Maddie desperately wanted to interfere, to stop them but didn’t know what to do. She knew her mother would hate Maddie seeing her like that. And her father was shouting. Best keep away. She felt her mother’s eyes on her back the entire time she dashed up the stairs; she safely arrived at her bedroom without her father seeing her.
She’d flopped on her bed, her fingers in her ears. In spite of that, she could hear her father. "Damnable woman! You can’t just let well enough alone, can you? You have to make a big production out of it. But I’ll be damned if I can’t have a little happiness in my life.” And so on.
After her father left, she crept downstairs and made her mother a cup of tea. But when she brought it into the living room, her mother was clutching a tumbler full of scotch.
“You have the tea, dear,” her mother had managed to say. “I need something stronger.”
Her mother had spiralled down into a depression fuelled by lashings of alcohol leaving Maddie to cope on her own, do most of the housework and cooking and be the only support her mother wanted.
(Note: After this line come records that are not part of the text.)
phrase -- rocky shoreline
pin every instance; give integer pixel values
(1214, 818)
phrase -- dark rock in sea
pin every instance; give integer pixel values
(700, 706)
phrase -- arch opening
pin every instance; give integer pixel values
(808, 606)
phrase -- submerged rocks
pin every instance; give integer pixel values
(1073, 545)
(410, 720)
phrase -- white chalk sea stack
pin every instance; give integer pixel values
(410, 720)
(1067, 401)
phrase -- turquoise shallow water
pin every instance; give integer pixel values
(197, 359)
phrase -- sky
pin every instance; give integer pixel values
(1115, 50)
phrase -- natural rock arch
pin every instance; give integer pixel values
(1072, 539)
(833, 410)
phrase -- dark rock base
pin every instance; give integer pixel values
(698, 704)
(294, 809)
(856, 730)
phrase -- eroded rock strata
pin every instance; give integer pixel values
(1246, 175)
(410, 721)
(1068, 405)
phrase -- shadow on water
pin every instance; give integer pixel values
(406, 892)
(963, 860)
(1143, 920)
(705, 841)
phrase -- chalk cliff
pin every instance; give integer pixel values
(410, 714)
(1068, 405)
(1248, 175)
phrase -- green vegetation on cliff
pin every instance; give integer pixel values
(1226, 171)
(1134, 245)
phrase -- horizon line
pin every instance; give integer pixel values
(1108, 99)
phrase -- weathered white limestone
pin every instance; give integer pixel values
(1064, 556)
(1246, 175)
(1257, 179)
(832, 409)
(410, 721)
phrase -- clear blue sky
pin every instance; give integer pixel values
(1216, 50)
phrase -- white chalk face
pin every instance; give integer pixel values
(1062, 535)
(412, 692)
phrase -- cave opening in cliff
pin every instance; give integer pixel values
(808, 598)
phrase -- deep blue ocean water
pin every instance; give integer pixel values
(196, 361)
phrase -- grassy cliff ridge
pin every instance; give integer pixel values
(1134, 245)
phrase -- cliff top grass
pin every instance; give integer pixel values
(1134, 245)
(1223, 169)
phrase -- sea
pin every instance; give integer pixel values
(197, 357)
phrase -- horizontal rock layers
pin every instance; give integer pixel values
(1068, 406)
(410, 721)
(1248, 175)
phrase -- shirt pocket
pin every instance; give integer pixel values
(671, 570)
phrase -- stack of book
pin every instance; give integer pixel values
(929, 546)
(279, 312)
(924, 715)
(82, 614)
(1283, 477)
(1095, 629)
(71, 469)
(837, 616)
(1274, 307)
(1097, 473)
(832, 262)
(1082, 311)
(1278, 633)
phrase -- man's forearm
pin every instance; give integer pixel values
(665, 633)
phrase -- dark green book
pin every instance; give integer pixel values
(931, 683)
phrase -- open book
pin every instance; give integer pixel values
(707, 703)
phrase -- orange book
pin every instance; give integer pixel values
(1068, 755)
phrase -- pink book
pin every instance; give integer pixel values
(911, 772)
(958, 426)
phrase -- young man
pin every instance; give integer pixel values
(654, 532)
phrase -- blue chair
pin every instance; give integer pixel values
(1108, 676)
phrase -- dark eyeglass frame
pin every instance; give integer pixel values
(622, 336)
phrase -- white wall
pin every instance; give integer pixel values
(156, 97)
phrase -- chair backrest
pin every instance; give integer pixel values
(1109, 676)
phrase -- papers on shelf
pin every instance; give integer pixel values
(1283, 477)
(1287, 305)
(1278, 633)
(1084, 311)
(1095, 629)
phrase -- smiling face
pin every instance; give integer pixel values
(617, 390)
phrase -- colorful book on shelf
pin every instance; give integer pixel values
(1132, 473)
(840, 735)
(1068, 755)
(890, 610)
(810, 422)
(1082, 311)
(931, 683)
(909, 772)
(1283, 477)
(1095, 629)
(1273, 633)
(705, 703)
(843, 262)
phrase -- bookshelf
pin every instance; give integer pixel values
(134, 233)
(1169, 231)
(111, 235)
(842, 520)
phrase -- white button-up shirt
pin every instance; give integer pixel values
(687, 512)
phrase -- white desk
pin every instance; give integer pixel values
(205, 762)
She saw her father only rarely after that. He appeared at her wedding, she well remembered, and got maudlin with the drink served. By then he’d remarried, only a year or two later to be involved in another messy divorce.
Maddie didn’t care. But she swore she’d never be in a situation where she had no control ever again. And, mostly, that’s how she’d lived her life for the next thirty-odd years.
Suddenly Maddie was overwhelmed her own marriage was in jeopardy. Tears, for the first time, filled her eyes. No one was around. No need to pretend. She let them flow. Sitting back on her heels, unseeing eyes fixed on her pile of weeds, gardening gloves on, all alone.